Werup believed that poetry had a task – Expressen

Victor Malm remembers the poet and estradören Jacques Werup.

"Writing is a private matter / about something that can never remain / just a private matter," wrote Jacques Werup in the collection "the Time in Malmö on the earth," from 1974, and summed up so, probably unconsciously, the characteristics of his poetry: an intensely-portrayed feeling of being alive, a poem transformed the experience of living in one place, at one time, where for each one to enter into, be a part of. The poem continues: "thus I write Kastellgatan 8 / but mean the World, it’s not as easy as it seems, / all people are not loyal to / their starting point, major / words sprinkled over our unprotected heads.".

When I was reached by the news that the great poet had passed away, 71 years old, I picked up the book, started browsing, and was struck by how strongly it had affected me. Not in the way you usually mean when you say so. No, on a smaller, almost unnoticeable way. I suddenly remembered how many times I, after long afternoons at the library, has passed away at the red brick house on the Kastellgatan 8. Stood there for a moment, wondered which of all the windows that Werup once lived his life behind.

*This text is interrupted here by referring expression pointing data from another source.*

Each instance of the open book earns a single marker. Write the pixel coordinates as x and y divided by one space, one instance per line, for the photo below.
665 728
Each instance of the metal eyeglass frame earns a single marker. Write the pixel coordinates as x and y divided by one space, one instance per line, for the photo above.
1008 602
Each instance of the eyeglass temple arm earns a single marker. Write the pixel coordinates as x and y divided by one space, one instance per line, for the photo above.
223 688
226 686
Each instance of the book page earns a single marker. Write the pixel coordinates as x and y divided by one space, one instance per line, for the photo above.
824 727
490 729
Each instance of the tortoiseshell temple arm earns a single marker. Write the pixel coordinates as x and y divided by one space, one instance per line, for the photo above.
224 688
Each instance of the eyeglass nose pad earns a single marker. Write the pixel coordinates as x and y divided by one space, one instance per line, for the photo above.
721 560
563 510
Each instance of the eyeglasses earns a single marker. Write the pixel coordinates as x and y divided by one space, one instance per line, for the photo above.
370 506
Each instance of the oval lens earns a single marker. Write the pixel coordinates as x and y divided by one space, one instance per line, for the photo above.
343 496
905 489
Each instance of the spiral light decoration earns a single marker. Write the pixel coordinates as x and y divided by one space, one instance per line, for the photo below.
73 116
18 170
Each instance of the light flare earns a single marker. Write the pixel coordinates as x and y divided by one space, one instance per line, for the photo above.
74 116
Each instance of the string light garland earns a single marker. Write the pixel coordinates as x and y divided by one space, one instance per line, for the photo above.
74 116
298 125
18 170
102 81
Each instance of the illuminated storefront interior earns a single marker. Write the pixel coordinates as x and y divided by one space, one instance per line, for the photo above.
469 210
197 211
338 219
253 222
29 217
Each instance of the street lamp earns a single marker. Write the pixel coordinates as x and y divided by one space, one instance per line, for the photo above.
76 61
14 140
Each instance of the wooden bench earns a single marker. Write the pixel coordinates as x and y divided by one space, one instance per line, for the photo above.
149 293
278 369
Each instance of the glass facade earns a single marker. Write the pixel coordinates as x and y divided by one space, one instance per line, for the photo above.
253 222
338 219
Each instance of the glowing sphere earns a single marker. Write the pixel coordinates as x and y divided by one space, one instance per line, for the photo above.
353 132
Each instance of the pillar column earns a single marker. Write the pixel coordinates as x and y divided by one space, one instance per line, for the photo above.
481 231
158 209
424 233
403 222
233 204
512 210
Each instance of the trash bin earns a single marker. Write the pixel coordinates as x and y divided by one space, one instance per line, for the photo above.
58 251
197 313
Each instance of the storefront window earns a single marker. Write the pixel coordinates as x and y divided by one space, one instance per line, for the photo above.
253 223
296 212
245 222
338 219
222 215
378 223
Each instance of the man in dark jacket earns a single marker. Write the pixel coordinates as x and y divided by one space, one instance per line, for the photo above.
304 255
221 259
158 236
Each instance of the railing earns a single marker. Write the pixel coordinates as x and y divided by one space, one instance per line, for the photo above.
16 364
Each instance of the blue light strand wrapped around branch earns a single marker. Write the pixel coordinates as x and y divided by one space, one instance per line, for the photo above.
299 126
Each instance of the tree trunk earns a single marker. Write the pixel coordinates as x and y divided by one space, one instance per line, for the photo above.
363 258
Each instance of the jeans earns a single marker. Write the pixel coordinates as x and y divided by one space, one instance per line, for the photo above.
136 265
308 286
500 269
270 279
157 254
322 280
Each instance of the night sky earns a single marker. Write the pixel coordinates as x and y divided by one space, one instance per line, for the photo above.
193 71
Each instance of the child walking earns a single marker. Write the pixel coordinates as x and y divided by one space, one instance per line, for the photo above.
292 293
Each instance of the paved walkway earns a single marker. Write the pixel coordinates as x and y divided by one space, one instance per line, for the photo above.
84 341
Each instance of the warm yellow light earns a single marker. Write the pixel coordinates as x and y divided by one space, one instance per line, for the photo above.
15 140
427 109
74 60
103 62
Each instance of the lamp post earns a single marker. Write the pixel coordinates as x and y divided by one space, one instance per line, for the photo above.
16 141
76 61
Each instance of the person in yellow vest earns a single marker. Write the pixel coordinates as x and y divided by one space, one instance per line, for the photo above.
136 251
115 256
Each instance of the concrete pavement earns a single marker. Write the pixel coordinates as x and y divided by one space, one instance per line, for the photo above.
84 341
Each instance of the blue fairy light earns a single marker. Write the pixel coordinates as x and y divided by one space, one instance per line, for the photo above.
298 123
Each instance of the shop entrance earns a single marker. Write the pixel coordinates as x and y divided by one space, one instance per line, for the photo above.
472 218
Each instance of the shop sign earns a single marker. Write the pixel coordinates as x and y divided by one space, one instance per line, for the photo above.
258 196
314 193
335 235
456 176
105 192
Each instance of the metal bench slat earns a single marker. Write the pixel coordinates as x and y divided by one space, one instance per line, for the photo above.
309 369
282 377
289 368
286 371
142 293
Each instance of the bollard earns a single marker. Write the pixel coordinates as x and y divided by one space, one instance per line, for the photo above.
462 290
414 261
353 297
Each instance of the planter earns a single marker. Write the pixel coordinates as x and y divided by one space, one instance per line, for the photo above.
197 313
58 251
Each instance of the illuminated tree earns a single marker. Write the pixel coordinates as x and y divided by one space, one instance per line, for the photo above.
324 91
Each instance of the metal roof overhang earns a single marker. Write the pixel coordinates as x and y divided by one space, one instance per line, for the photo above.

Jacues Werup believed in the word and in poetry.Photo: Per Nilsson

I had, and still has, a sense that all who write and engage with literature and lives in Stockholm, but in Werup, I found a poet that depicted my vardagsvärld, the only thing I knew to the look at. And I see it still through his eyes: "Snow has fallen on the Swedish Malmö where welfare is already / who drifts between the real and unreal / it is nasty".

As a poet, he was influenced by the Gunnar Ekelöf, Tomas Tranströmer and, perhaps most importantly, Karl Vennberg. He was also a huge stunning entertainer, a jazzmusicerande poet who gladly pulled out the saxophone and kept the box and in life, always serious, always with the so-called twinkle in the eye. And he thought on the word, on poetry, on its ability to keep the reality alive, give the days meaning – a cliche, perhaps, a thing they say but hardly think on, much less comply with.

But for Werup was the real. He believed sincerely that poetry had a task. And he was the obedient. I know that.